Filebeat settings

Hello, I want to clarify if I understood the documentation correctly,
bulk_max_size - filebeat transmits events (as I understand it, let's say a line in the log file) bundled, default 50, if I set 0, then queue comes into play,
queue events - this is also the number of events (max number of events) that are also collected in packets and sent to the output, there is also flush.min_events (the minimum number of events to send) and flush.timeout (the maximum amount of time that the event waits to send)
Did I understand correctly that if bulk_max_size, queue events, flush.min_events and flush.timeout are set to 0, then there is no event queue and they are sent in real time?

Hi @alex_96

Yes looks like you basically have it correct.

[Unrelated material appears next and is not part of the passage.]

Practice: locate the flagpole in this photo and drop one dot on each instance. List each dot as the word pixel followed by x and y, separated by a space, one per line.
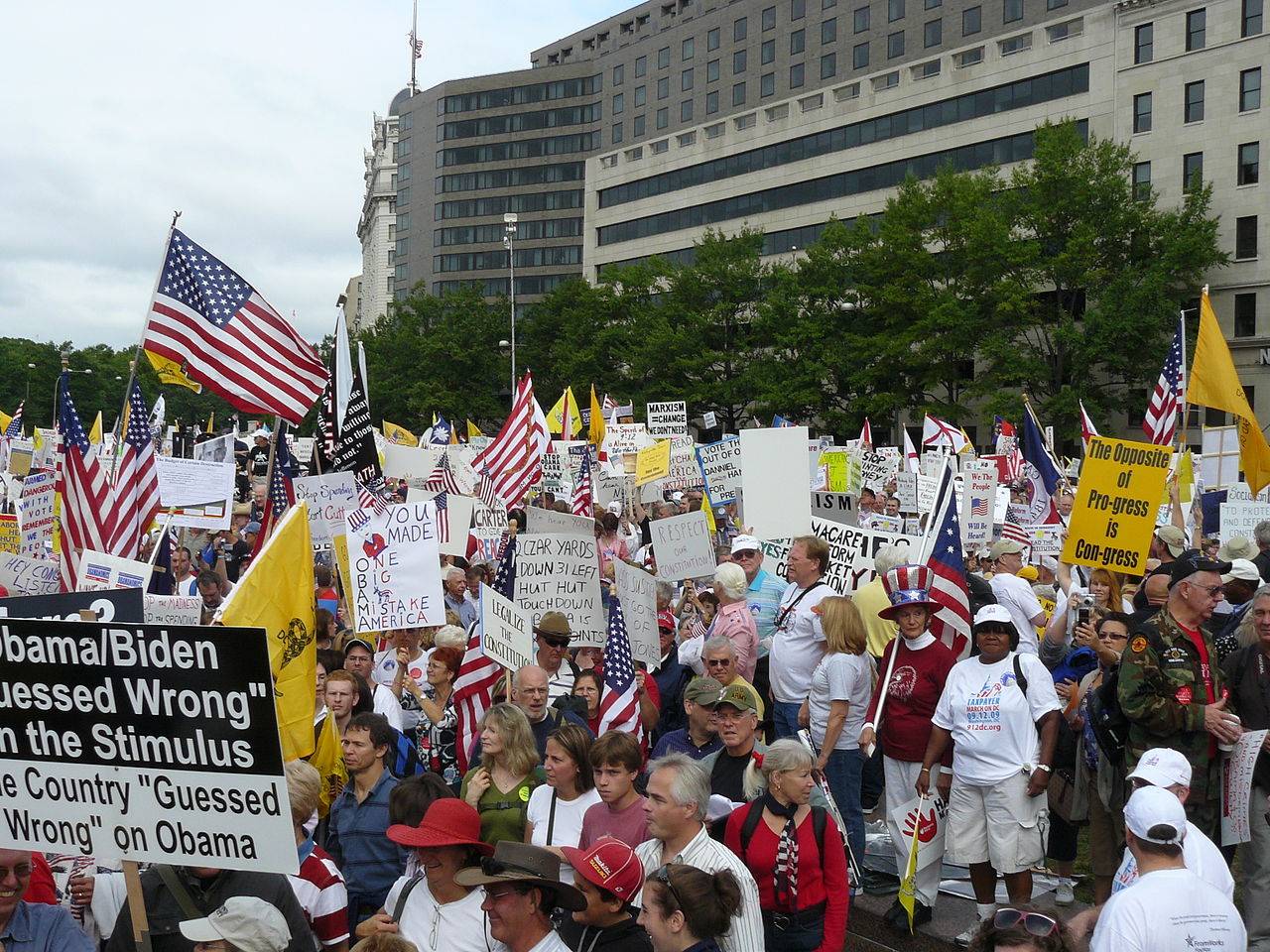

If you set max_bulk_size to 0 the queue.mem settings determine the behavior.

I would ask you what you are trying to accomplish... I can tell you that that sense to set everything to 0 so that everything is "Realtime" is not a "best practice" and with any volume will actually have the opposite effect, most likely slowing down the throughput.

The defaults are pretty good if you have any scale and then typically adjust them.

Not to say you can not adjust, test try, etc... I encourage you to do that, but at scale, we are rarely if ever setting those to 0 as elasticsearch and filebeat are optimized to send bulk batches.

If you are sending to a scaled cluster increasing the workers can have a positive affect.

@stephenb Hello,
Thanks for the answer, it's just that I've been trying to figure out for several weeks why events arrive with a delay of a day
I will briefly describe the problem, I have 2 hosts, one with elasticsearch 7.17.5, the other with filebeat 7.17.8, ids(suricata, zeek) are installed on the host with filebeat
zeek events arrive in real time, while suricata events are ~day behind
Example:

event.original - {"timestamp":"2023-01-23T21:11:00.550666+0000
event.ingested - Jan 25, 2023 @ 11:22:47.811
@timestamp - Jan 24, 2023 @ 00:11:00.550

Everything is fine with the @timestamp, but I still can’t understand why the events reach a day later
Filebeat config:

scan_frequency: 10s
close_inactive: 15m
output.elasticsearch:
  hosts: ["https://192.168.200.20:9200"]
  username: "username"
  password: "password"
  ssl.verification_mode: "none"
  indices:
    - index: "filebeat-7.17.8-suricata-%{+yyyy.ww}"
      when.equals:
       event.module: "suricata"
    - index: "filebeat-7.17.8-zeek-%{+yyyy.ww}"
      when.equals:
       event.module: "zeek"
    - index: filebeat-7.17.8-threatintel-%{+yyyy.ww}
      when.equals:
       event.module: "threatintel"
setup.template.name: "filebeat-7.17.8"
setup.template.pattern: "filebeat-7.17.8-*"
setup.template.settings:
  index.number_of_shards: 1
  index.number_of_replicas: 0
bulk_max_size: 0
worker: 4
#compression_level: 9
queue.mem:
  flush.min_events: 0
  flush.timeout: 0s

Filebeat host has 4 cores(with 1 thread per core) 8 ram, 2tb disk space
If you need anything else, I'll be happy to answer.